The sacred mountain, Uritorco, guards the valley where we built the La Falda, Argentina labyrinth in the week of the Equinox this year. It is a lush valley, green and full of vegetation, trees unfamiliar to northern eyes and full of a small tumbleweed- like plant that arrives on the wind and adheres to telephone lines and branches. The sky is delicately lit by the receding sun of this time of year– very blue and at night clear and full of the Southern stars.
Fourteen of us – Veriditas board members, friends and spouses, our designer John and his labyrinth painting partner — have left our usual lives to become workers for a week – to lay pavers in the sand, to design the patterns of the path, and to level it all. A professional mason will come along after our work and cement it all in place. This is a legacy labyrinth, funded by a foundation associated with the Alla Arriba Retreat Center in La Falda in cooperation with the local municipality. We have been given a large area of the town square to create this camino of meditation and peace.
We all came with sense of mission. Chris Katzenmeyer, Veriditas Board member and project manager, followed her intuition to the idea of a Legacy Labyrinth- built by those of us closely associated with the labyrinth and continued to follow her excitement when the request for such a labyrinth came from Argentina. The beauty of her vision lighted the way for us all.
Some of us had been captivated by the idea that this town had once had its share of Nazi refugees seeking the new world after WWII. We hoped that our labyrinth would be useful in helping people come together, reconciling old hatreds, bringing healing. Others of us were excited to bring the labyrinth to South America. We all sensed a new direction for Veriditas. This would be a project of service and new people would learn to use our beloved path.
What we accomplished in our week of work was manifold. Certainly we created a stunning labyrinth that radiates peace and love. We worked hard and were observed by hundreds of townsfolk over the course of the week. They were moved by our efforts and showed up at the inauguration curious and grateful. And other things happened:.

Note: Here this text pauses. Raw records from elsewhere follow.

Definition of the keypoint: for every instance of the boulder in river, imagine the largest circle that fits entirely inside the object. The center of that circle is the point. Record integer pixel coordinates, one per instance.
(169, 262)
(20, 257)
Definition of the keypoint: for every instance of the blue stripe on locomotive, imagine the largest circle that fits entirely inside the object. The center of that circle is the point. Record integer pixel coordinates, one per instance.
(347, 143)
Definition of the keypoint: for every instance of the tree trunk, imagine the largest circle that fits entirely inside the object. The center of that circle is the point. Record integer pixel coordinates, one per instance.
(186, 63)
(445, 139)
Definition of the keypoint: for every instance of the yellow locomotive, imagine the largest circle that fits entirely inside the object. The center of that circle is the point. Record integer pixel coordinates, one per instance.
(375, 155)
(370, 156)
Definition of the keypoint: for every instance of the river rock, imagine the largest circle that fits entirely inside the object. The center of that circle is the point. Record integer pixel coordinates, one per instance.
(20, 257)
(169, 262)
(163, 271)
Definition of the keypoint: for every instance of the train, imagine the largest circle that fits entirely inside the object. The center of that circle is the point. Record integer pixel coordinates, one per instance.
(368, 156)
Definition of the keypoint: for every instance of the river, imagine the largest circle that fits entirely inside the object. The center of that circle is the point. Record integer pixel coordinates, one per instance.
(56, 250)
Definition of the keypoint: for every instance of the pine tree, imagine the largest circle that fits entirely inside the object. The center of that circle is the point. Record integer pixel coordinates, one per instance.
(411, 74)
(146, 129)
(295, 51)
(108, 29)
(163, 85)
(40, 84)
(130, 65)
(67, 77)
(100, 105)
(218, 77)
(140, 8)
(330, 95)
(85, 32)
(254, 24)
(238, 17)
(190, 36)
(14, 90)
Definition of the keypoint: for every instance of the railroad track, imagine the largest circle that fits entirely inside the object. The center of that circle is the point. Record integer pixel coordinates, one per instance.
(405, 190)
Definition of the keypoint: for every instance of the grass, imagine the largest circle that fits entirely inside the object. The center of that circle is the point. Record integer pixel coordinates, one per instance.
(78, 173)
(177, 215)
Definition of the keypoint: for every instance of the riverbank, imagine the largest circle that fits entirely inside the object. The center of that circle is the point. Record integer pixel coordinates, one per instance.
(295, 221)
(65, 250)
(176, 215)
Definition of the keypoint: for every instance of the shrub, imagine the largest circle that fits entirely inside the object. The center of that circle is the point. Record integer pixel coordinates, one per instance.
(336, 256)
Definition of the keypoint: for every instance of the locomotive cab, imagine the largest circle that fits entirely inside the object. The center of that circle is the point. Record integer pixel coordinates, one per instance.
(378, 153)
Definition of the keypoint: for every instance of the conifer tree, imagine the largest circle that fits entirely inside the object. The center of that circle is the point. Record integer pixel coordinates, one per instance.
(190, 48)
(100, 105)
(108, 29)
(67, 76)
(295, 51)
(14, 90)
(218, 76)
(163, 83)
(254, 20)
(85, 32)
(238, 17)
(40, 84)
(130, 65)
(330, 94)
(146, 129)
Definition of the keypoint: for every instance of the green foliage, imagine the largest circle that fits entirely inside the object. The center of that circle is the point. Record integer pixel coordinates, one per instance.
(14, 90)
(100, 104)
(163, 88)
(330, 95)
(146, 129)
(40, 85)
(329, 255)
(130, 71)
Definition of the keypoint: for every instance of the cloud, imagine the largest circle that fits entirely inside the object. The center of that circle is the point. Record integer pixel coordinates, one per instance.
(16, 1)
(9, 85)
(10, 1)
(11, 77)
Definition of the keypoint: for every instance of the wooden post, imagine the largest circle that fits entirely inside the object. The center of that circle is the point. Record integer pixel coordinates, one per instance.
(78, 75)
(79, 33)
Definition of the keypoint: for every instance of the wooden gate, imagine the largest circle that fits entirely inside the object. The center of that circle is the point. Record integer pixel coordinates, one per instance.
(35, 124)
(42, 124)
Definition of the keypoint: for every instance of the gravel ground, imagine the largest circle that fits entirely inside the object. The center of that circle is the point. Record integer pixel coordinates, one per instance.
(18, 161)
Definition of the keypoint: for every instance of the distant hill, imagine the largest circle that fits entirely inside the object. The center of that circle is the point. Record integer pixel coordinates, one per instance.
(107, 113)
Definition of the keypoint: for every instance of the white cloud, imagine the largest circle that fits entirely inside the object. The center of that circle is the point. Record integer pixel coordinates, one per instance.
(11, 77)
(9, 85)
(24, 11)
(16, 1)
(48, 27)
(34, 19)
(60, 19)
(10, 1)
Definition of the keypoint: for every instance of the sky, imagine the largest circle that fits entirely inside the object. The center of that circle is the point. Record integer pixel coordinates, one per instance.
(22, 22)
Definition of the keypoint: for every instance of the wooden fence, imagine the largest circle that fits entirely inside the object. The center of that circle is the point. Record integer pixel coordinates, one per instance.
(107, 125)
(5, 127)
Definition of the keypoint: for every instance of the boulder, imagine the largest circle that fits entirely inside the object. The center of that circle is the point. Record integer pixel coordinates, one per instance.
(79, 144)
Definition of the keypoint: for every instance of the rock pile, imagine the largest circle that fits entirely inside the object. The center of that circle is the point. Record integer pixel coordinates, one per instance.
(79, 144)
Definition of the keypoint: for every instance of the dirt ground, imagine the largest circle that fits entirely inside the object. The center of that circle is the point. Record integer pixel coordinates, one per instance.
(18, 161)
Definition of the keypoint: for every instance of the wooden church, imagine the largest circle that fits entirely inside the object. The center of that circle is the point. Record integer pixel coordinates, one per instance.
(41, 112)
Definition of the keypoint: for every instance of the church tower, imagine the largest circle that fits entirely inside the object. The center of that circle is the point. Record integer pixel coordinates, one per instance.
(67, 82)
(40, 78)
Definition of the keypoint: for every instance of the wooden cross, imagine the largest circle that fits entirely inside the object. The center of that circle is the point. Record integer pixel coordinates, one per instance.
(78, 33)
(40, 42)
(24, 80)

We created community among ourselves. Many of us have know each other for years and have worked in producing programs in the states and in Chartres where we connect with our minds and spirits. Here we worked with our hands- everyone according to their ability. There were no slackers among us and seeing each other on the ground, carrying heavy stones, sandy, wet, sore brought us all to a very simple, humble and human state.

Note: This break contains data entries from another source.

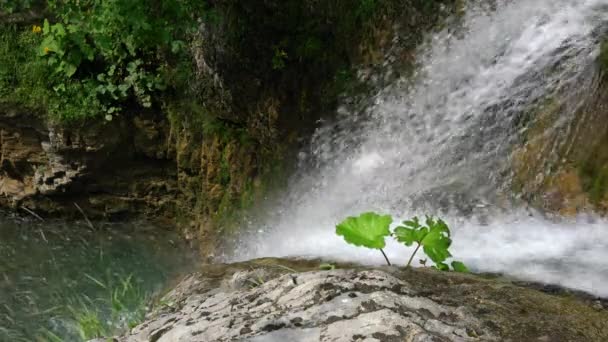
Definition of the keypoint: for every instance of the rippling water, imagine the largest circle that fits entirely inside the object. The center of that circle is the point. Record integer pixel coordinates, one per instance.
(49, 268)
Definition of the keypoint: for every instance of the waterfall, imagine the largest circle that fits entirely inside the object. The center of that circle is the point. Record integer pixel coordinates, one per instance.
(439, 142)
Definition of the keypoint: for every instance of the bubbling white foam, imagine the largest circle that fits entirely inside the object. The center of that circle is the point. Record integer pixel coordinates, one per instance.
(451, 129)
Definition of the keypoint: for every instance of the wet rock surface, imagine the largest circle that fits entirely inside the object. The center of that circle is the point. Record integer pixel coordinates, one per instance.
(281, 300)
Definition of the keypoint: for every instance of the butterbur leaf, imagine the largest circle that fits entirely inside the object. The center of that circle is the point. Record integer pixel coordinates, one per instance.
(442, 267)
(366, 230)
(459, 267)
(408, 236)
(435, 245)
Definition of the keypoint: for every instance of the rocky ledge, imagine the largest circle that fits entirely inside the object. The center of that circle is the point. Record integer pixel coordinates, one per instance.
(272, 300)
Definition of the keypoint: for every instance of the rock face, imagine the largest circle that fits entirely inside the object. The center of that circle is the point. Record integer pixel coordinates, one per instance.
(108, 169)
(266, 301)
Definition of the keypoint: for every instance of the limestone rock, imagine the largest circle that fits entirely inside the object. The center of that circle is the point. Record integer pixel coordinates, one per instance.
(265, 301)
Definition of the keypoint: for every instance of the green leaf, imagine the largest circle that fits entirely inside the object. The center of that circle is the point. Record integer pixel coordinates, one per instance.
(459, 267)
(367, 230)
(435, 245)
(434, 237)
(46, 27)
(442, 267)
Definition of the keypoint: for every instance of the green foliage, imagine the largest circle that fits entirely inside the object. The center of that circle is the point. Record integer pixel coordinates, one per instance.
(434, 237)
(105, 55)
(366, 230)
(13, 6)
(370, 230)
(22, 75)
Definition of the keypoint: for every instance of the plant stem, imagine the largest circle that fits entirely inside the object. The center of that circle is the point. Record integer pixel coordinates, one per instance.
(385, 257)
(412, 257)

Our hosts at Alla Arriba generously gifted us with experiences of music, Tango lessons and a temescal- a South American version of the Sweat Lodge. For me, this experience anchored our work in the indigenous world. As a sweat is designed to do, it installed in us the elements of earth, fire, water and air, taking us subliminally to the basis of our connection to Life. Singing songs from the local Mapuche people as well as songs in Lakota, Spanish and English, we were invited into a world without borders where our unvoiced longings could be sung into the womb of Pachamama, our Earth mother.
I sensed the vast expanse of the South American continent less touched by the hand of Western Civilization—wild and free. In my imaginal world, I honed in on a place north west of where we were in the Southern Andes and sensed a call to explore there. This dream like experience beyond my reasonable mind has stayed with me and calls to me. It also installed a sense of the mystical Mother of all things in her Andean guise. She became present for me and it became clear that She wanted this labyrinth here is this heartland.

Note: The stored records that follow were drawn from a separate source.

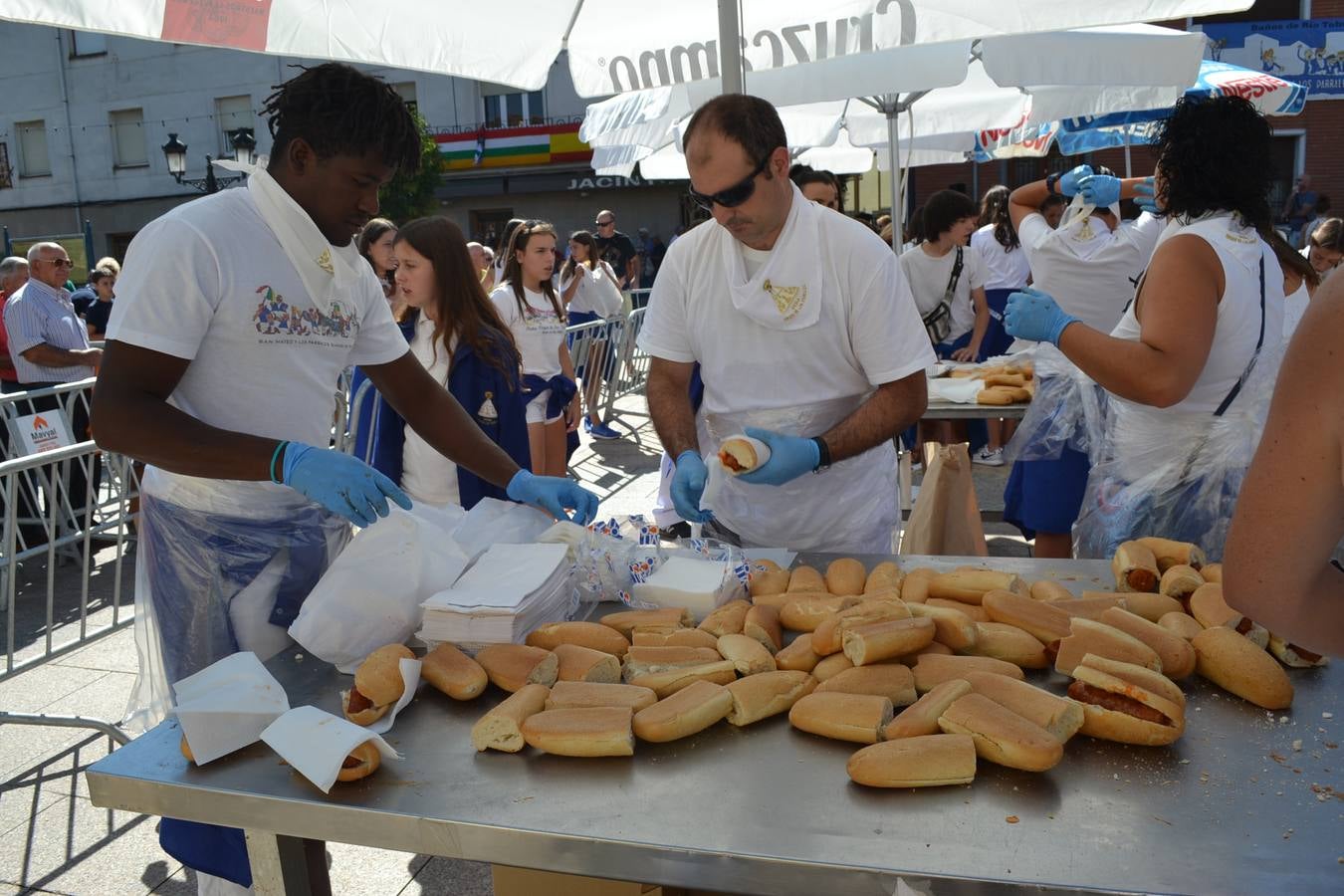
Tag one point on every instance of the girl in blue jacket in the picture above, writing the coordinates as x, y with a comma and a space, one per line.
457, 335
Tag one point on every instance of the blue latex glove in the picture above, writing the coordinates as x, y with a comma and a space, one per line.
554, 495
688, 485
1033, 315
1099, 189
1145, 196
790, 457
1068, 183
340, 483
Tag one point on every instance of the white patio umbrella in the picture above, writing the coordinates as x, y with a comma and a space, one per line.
613, 46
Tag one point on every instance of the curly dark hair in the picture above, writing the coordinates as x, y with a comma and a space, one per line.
1213, 154
338, 111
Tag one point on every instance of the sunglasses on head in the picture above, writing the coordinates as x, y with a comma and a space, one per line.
734, 195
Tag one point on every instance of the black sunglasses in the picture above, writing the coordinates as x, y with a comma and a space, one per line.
734, 195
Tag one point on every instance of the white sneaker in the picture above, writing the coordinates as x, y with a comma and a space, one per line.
988, 458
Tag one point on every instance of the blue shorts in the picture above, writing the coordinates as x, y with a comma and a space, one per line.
1045, 496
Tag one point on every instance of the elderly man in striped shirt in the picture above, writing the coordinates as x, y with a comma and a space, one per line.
50, 345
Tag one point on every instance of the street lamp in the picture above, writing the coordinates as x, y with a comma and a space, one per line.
175, 152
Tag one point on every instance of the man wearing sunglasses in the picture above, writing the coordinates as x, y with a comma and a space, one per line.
806, 337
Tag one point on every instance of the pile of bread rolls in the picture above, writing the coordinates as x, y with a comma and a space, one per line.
1005, 383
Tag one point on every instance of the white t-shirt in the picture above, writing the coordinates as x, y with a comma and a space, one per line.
929, 278
868, 332
538, 332
208, 283
1095, 289
597, 291
426, 474
1003, 269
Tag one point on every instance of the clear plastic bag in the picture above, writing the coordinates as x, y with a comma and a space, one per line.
1174, 476
1068, 410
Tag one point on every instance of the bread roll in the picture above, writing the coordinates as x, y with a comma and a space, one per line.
582, 664
768, 580
879, 641
835, 664
806, 612
797, 656
748, 656
767, 695
1056, 715
841, 716
584, 634
932, 669
575, 695
921, 718
644, 661
884, 576
845, 575
603, 731
514, 665
668, 683
1170, 554
893, 681
951, 626
1091, 604
1179, 581
500, 729
932, 761
726, 619
359, 710
806, 579
379, 677
1001, 735
763, 623
361, 762
970, 585
826, 637
1149, 606
665, 637
453, 672
1037, 618
1236, 665
688, 711
1008, 644
1180, 625
628, 619
1104, 641
1174, 650
1135, 567
1048, 590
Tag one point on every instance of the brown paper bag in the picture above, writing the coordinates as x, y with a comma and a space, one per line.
947, 516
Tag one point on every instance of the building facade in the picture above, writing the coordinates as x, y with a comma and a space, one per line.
87, 115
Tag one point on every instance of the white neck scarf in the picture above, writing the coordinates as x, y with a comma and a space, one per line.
330, 273
785, 295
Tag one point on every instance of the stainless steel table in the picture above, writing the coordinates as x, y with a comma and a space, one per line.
944, 410
1229, 808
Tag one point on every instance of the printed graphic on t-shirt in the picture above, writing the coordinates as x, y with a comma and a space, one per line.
276, 318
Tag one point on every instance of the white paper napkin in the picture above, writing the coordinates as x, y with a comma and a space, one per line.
315, 743
226, 706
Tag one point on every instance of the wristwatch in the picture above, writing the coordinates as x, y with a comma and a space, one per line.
824, 453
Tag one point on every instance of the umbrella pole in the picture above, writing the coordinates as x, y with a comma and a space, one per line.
730, 50
897, 204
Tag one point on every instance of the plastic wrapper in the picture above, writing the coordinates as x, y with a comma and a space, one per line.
222, 567
1171, 474
1068, 410
372, 592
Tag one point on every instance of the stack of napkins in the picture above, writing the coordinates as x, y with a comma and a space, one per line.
511, 590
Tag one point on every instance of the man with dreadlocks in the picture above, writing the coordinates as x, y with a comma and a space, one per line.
235, 316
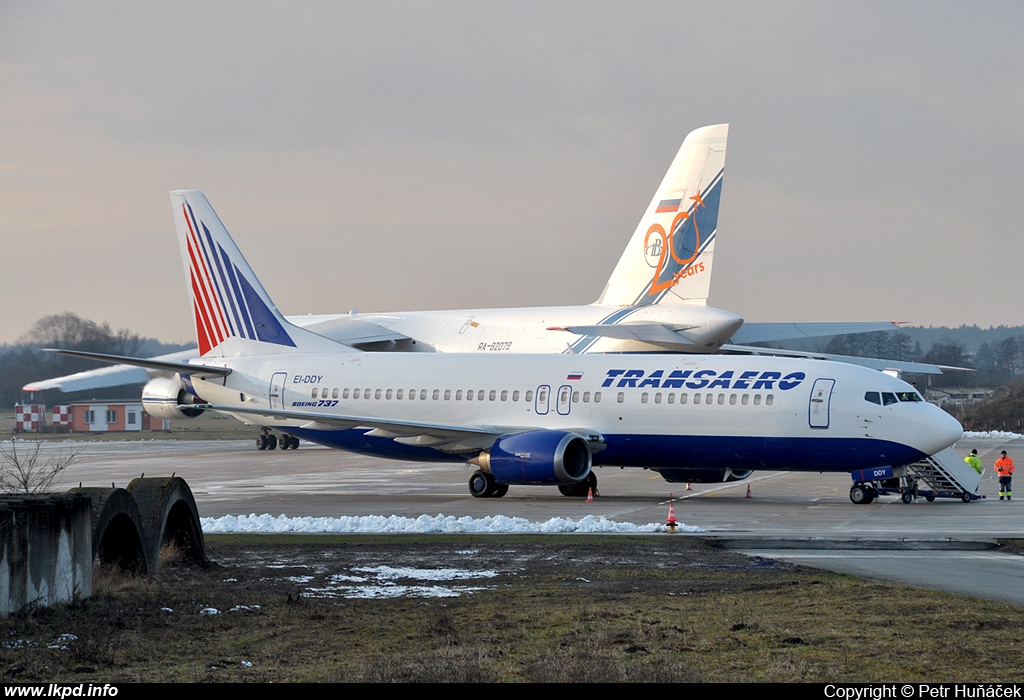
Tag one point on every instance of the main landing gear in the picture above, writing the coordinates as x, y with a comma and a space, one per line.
482, 485
581, 488
267, 440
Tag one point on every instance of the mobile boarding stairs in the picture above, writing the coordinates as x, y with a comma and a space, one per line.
944, 475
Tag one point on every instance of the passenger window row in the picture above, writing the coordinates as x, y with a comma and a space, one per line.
527, 396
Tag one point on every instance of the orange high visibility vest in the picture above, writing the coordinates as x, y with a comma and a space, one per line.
1005, 466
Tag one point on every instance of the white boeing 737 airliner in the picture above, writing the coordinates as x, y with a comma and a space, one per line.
654, 301
525, 419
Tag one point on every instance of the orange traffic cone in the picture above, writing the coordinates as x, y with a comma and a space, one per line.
671, 522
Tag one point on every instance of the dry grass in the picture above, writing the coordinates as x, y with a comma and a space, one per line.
564, 609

In my spiritual life, I have explored many paths of heart. In my youth, I was captured by the Plains Indians’ stories and in years of wilderness exploration, grew to know the indigenous world in my bones. Since the early 1990’s my focus has been on my ancestral lands, pilgrimages to the celtic world. The labyrinth came into my mind and heart around this time and with it a path into the beauties of the mystical Christian story. I have always known the labyrinth to be an archetype of integration. It is my dependable companion on the journey to the land of the soul. But this trip has bought the labyrinth full circle into the realm of the four directions. As I walked into each quadrant on stones I had helped to lay, I sensed a weaving of the qualities of the North, South, East and West. In that inherently integrative experience, the labyrinth marks a portal into the mystery. It prepares us for a consciousness of wholeness that opens us to healing.
I stood on the La Falda labyrinth on the Equinox. John, her designer, stood in the center. He stretched his arms out and the setting moon and rising sun landed in each palm, equidistant from the horizon. I sent my prayers northward to the Deer Heart Labyrinth in Petaluma, California, sensing the bridge between the North and South, strong and clear– praying for the connections between the continents to be equally strong and clear, imagining the bridge over the seas to the north and east, to Chartres and the thousands of bridges linking labyrinths the world over; the web of connections between these portals of integration and wholeness—the web of connections between us all.